I got an answer from Infotorg in less than 24 hours. That's prompt, that's good. And they wanted more details.
When I provided more details with an example Curl command for them to try I got an automatic e-mail back telling that the person handling this was unavailable. I never heard back after that, so I tried again one month later and this time including a e-mail address from the automatic e-mail that was supposed to be used for urgent cases. I never heard back. So I tried again writing both e-mails again five days before publishing this. I never heard back.
I'm publishing this post. So is this responsible disclosure? Yes, I tried hard to get an answer.

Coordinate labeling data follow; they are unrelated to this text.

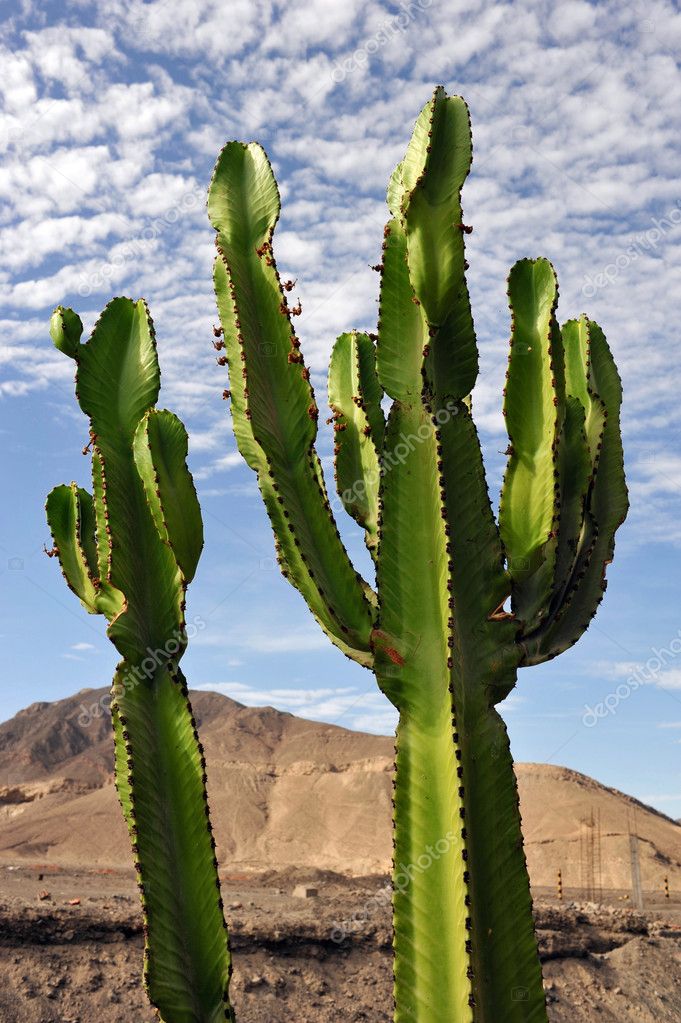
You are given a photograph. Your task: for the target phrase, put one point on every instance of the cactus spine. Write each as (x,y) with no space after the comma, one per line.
(128,550)
(437,631)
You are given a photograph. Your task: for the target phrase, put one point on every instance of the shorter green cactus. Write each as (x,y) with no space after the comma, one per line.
(128,551)
(438,630)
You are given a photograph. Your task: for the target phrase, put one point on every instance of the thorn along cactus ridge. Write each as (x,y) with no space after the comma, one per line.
(128,550)
(436,631)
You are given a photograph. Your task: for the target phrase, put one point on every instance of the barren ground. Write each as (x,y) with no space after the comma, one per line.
(81,963)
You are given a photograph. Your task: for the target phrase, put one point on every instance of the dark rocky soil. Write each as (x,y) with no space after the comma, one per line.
(81,963)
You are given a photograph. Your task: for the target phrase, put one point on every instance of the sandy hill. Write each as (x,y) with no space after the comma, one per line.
(289,792)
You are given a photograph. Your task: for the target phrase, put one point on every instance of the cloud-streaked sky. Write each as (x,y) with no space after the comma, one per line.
(111,118)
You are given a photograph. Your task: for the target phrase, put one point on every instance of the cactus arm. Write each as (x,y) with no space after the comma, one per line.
(355,395)
(606,505)
(144,503)
(277,399)
(64,515)
(575,470)
(162,785)
(483,668)
(433,217)
(161,447)
(429,910)
(117,383)
(402,330)
(534,408)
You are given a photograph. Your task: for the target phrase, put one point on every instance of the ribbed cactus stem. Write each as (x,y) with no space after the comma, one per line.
(129,551)
(461,603)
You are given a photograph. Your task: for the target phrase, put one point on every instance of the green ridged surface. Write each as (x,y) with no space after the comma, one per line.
(355,396)
(533,407)
(274,408)
(606,500)
(430,957)
(128,552)
(461,603)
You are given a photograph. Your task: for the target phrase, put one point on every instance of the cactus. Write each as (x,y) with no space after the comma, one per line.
(438,629)
(128,551)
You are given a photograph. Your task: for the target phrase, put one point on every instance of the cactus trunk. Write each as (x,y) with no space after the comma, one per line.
(129,551)
(461,602)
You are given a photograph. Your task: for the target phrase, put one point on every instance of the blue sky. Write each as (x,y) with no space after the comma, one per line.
(111,118)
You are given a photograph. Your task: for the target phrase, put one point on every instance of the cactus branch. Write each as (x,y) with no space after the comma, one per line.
(273,405)
(128,552)
(446,645)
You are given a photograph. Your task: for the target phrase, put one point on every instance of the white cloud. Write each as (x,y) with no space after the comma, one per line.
(575,156)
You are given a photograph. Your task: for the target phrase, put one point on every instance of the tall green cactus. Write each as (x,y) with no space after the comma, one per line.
(128,551)
(437,631)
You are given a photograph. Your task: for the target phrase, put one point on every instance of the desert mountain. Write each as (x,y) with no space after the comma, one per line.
(287,792)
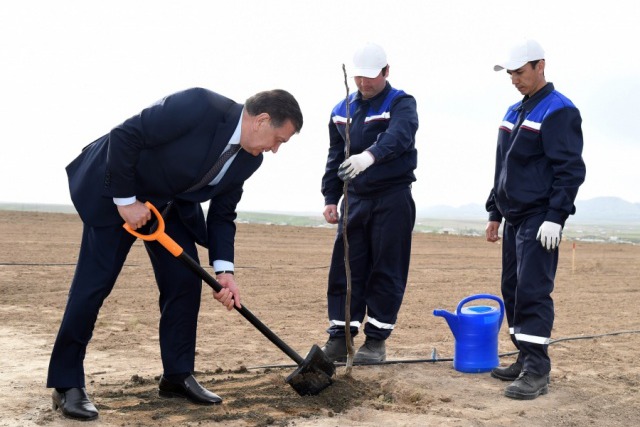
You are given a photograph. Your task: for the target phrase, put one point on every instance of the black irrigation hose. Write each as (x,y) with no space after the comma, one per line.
(435,359)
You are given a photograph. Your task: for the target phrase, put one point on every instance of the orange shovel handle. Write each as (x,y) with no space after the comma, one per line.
(158,235)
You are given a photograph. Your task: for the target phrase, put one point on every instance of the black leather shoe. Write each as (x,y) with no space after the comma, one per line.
(189,389)
(74,403)
(336,349)
(509,373)
(371,351)
(528,386)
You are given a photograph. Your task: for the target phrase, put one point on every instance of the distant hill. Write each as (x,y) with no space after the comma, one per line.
(600,210)
(597,210)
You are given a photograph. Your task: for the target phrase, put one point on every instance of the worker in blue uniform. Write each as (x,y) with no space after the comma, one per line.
(379,172)
(539,169)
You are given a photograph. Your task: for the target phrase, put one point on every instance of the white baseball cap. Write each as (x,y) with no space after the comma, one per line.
(520,54)
(368,61)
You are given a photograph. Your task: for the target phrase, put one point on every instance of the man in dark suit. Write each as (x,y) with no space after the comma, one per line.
(165,155)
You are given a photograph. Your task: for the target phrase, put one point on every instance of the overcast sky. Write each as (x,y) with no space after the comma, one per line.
(71,70)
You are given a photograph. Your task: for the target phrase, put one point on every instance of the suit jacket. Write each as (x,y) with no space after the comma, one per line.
(159,153)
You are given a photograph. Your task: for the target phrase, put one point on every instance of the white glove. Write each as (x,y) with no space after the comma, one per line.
(355,165)
(549,235)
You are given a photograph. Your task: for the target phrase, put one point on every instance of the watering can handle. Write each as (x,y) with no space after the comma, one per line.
(482,296)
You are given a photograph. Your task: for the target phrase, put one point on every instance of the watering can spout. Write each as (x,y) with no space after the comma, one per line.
(451,319)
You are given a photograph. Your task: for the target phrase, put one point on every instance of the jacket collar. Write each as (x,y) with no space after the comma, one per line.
(377,100)
(529,103)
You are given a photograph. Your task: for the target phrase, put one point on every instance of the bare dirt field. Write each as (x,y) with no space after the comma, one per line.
(282,273)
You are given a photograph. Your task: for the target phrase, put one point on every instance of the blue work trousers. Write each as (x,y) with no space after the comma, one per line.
(528,274)
(379,235)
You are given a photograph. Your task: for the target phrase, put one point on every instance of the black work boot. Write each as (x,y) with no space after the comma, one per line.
(508,373)
(336,349)
(371,351)
(528,386)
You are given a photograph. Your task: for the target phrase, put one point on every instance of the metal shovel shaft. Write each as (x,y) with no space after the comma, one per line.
(245,312)
(176,250)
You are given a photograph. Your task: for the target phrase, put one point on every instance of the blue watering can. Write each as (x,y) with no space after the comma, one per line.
(475,329)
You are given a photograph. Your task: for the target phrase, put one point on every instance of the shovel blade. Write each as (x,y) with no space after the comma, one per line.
(313,375)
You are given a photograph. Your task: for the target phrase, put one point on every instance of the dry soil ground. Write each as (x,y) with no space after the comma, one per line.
(282,272)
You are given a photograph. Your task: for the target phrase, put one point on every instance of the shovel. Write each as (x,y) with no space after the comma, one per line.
(314,371)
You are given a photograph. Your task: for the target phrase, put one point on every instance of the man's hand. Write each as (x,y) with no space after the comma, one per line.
(229,295)
(331,214)
(136,214)
(491,231)
(355,165)
(549,235)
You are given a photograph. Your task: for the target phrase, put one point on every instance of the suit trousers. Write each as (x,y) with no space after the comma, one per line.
(379,233)
(102,255)
(528,274)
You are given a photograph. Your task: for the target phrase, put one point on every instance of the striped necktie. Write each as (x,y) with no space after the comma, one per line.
(216,168)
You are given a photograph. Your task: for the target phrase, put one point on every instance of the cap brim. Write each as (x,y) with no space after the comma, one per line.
(369,73)
(513,65)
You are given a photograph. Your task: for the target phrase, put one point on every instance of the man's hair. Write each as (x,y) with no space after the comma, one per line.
(279,104)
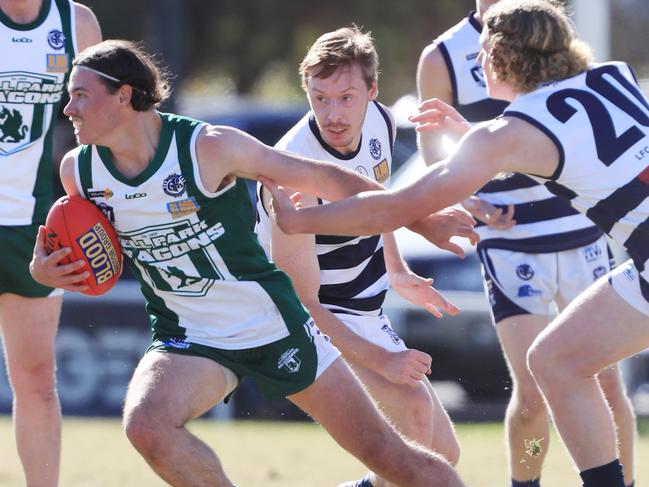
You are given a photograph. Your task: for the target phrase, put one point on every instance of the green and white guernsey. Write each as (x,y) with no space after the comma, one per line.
(204,275)
(33,71)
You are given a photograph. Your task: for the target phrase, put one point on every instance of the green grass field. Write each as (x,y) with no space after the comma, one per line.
(256,454)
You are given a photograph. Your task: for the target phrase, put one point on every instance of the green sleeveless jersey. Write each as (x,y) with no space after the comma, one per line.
(203,273)
(34,66)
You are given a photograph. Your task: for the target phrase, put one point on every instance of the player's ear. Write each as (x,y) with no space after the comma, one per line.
(374,91)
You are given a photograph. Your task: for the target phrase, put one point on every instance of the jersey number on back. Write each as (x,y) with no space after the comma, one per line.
(609,145)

But on the other hand, it seems to me that the involved parties don't think that this is a disclosure to begin with, and that it isn't a problem.

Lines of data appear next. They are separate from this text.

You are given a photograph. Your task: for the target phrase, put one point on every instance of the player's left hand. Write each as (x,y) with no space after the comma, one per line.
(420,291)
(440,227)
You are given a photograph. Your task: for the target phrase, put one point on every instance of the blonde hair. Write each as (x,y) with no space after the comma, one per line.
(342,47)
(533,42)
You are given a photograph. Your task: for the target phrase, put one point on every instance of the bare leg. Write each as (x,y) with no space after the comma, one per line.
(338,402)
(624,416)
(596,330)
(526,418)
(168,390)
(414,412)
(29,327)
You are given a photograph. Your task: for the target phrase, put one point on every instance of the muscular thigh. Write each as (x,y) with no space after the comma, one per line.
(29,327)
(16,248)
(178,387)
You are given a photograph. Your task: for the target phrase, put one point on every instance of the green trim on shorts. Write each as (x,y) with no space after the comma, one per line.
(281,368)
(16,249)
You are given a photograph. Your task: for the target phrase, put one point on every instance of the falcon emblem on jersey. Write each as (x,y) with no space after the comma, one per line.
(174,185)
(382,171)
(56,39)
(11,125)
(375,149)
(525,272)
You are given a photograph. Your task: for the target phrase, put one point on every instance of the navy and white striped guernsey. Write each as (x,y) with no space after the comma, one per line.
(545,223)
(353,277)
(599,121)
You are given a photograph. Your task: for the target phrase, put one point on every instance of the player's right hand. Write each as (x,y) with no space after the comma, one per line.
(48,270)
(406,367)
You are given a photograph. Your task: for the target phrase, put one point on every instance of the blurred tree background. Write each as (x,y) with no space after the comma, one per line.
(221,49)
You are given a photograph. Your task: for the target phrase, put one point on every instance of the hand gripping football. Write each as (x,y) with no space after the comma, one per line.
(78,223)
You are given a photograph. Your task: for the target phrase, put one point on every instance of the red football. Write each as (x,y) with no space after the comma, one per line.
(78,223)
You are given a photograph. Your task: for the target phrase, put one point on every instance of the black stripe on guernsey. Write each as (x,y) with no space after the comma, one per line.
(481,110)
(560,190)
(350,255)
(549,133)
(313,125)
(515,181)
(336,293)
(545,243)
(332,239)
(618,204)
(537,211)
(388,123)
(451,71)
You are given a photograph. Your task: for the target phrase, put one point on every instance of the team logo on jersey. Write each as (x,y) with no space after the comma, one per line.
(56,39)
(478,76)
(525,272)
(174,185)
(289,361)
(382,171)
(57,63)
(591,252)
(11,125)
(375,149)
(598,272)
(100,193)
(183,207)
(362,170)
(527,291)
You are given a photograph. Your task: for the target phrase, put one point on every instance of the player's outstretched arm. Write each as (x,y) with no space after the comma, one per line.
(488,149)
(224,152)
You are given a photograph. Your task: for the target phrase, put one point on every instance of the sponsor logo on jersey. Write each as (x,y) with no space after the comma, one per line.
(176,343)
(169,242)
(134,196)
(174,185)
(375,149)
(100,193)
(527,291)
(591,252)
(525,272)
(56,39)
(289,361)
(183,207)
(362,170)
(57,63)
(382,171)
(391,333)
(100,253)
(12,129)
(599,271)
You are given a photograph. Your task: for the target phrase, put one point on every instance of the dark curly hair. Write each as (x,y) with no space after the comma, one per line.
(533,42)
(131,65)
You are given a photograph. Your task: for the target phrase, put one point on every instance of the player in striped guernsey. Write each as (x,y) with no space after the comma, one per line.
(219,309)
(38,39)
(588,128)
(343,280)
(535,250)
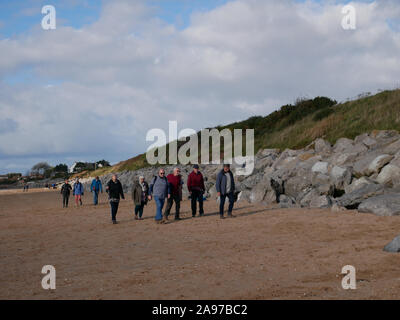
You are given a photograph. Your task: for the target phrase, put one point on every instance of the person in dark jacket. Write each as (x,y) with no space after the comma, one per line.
(196,189)
(225,186)
(140,192)
(96,187)
(66,191)
(115,193)
(175,182)
(78,192)
(160,189)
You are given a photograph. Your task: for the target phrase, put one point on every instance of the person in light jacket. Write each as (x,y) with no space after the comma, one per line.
(225,186)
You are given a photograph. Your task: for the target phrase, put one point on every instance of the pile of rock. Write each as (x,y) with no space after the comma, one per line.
(362,174)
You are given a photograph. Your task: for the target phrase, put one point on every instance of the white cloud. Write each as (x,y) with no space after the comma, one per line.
(100,88)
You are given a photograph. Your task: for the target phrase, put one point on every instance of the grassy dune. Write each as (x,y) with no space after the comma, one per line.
(295,126)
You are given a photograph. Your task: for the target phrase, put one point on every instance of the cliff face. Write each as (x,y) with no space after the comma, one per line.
(363,174)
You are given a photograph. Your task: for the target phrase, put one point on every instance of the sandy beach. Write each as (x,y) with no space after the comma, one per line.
(264,253)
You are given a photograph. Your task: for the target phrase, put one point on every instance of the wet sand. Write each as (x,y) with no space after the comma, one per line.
(264,253)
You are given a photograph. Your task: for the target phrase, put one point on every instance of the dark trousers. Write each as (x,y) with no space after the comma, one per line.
(170,202)
(139,209)
(65,200)
(114,210)
(95,197)
(231,198)
(197,196)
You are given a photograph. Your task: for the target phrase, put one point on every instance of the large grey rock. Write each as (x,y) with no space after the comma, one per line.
(264,162)
(320,179)
(263,153)
(321,202)
(378,163)
(320,167)
(366,140)
(361,165)
(258,192)
(358,183)
(340,159)
(393,246)
(342,144)
(322,146)
(389,175)
(341,177)
(286,201)
(352,200)
(295,185)
(306,198)
(382,205)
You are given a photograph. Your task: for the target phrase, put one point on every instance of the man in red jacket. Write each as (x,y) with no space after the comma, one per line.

Tryg's user at Infotorg's service got closed (as far as I understand, after Tryg contacted Infotorg).
Tryg reached out to me. They thanked for the help finding the issue, said they were sorry for it being there in the first place, and told me it had been resolved.

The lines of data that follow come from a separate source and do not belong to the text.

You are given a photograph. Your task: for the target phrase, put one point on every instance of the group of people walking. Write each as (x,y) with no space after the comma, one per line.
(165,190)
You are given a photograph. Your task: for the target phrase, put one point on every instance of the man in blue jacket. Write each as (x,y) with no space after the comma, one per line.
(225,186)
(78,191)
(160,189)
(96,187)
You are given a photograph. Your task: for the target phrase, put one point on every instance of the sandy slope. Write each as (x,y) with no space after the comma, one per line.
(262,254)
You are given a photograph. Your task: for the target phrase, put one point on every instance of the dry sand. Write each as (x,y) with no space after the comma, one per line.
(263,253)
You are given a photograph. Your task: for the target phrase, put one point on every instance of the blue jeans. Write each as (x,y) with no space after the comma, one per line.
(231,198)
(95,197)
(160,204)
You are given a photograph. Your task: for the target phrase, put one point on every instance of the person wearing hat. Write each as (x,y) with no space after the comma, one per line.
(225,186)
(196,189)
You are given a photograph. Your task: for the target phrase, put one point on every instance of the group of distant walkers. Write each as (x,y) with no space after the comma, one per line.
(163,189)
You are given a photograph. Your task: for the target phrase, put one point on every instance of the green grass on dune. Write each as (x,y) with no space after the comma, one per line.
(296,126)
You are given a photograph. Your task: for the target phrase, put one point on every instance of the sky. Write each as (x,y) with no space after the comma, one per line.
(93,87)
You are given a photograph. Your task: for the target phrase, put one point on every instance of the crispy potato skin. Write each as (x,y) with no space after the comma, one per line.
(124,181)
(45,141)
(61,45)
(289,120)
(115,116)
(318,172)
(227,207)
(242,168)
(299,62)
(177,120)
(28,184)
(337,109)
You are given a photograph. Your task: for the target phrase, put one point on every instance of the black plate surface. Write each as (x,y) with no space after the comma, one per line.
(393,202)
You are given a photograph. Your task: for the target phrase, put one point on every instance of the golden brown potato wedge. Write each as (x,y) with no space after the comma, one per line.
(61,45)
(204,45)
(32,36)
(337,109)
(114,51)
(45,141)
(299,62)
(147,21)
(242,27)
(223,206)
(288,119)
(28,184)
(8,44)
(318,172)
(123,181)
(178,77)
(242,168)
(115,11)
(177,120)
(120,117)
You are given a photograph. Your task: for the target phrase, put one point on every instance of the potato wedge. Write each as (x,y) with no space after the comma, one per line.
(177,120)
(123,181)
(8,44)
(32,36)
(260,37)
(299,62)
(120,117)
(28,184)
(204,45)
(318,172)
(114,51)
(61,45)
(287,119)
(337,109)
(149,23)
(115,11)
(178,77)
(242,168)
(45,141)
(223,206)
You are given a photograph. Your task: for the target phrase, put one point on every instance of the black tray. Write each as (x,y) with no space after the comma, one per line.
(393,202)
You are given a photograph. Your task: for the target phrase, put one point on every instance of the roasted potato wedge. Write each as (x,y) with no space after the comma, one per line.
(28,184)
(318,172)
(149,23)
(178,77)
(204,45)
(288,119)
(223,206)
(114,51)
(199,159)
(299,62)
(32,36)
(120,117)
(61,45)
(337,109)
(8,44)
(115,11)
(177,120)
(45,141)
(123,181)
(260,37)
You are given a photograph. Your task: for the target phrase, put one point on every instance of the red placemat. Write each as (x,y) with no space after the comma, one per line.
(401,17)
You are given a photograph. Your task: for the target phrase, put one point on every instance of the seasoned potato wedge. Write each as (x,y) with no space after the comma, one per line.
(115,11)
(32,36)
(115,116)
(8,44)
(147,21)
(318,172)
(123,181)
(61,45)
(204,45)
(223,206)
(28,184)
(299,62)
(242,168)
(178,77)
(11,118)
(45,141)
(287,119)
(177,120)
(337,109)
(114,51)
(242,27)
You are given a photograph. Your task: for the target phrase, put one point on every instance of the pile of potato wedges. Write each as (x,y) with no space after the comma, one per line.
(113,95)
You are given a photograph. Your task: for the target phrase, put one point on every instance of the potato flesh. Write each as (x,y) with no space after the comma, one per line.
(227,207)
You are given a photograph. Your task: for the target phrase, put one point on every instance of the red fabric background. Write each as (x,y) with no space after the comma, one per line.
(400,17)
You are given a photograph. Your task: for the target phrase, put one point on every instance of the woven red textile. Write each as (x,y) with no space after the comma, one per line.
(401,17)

digi.no published the article Norsk mobilapp åpnet for tapping av masse informasjon om norske bileiere.
Tryg commented on this post here themselves.
I think Tryg - when the information finally reached them - has handled the case very well. They reacted promptly, fixed the problem, and has been very open and honest about everything. I'm really happy with that.
His Majesty The King has got a few cars. Looking up e.g. the one with licence plate A-1 you'll see that now the car is registered with The Royal Court, but it used to be registered directly on our previous King - Olav V. They have also trusted the insurance company If since 1995.
The summer 2017 Norwegian Public Roads Administration opened for paying to get your own personal licence plate. It's been quite a few news articles about people getting different funny and fascinating plates. The web service in question works for those as well. Maybe something to think about before sticking your head out there.
Reporting this issue I got a question back for more details. There's no better way to understand a security issue than seeing your own data. The person who responded had got this fully closed private Facebook profile. Or, did he? Well, he had one single public post; a check-in. The check-in was from when he got a free car wash from a big radio show in Norway. In that post there was a picture of the car in the car wash. So he got a pretty low profile on the Internet, but still one could look up the name, address, SSN, etc. Doesn't that hurt just a little bit?
We should probably not fear for our SSN. But I'm still not sure if I like the idea that just based on a licence plate anyone should get your full address or know any details about your insurances.
Further I hope all of Infotorg's more sensitive services are much more secure than first impression I got; that they are alerted if anyone tries any brute force attacks or systematic information gathering, and that the logins don't consist of only a few capital letters.
Also, I wish that it wasn't so hard to get the attention when trying to report a security concern...
I call this "far fetched", because it's hard to believe it would happen, but I can't help thinking it.
We know from media the later years that governments from different countries do collect quite a bit of intelligence and information about people. Wouldn't be interesting for some states to get a catalogue of a big part of Norway's population? I mean, they get a real one-to-one identifier and full names and quite a bit of meta information. Combining this information over time with information from other sources? Observering a dataset like discussed here over time, one can get a sense of family relations, split-ups, address changes, income changes, etc. Is that okay? What if you at some point shared an address with a person that has got an entry ban in a country you want to travel to? Should they stop you too just to be sure?
What about insurance companies? They could in theory use the dataset to target potential customers. If they know that they beat the prices of one other particular insurance company they could make contact and try to sell their product instead. But then again, they have probably always had full access to these data.
If you use your imagination I'm sure you can come up with other ways to (ab)use the data.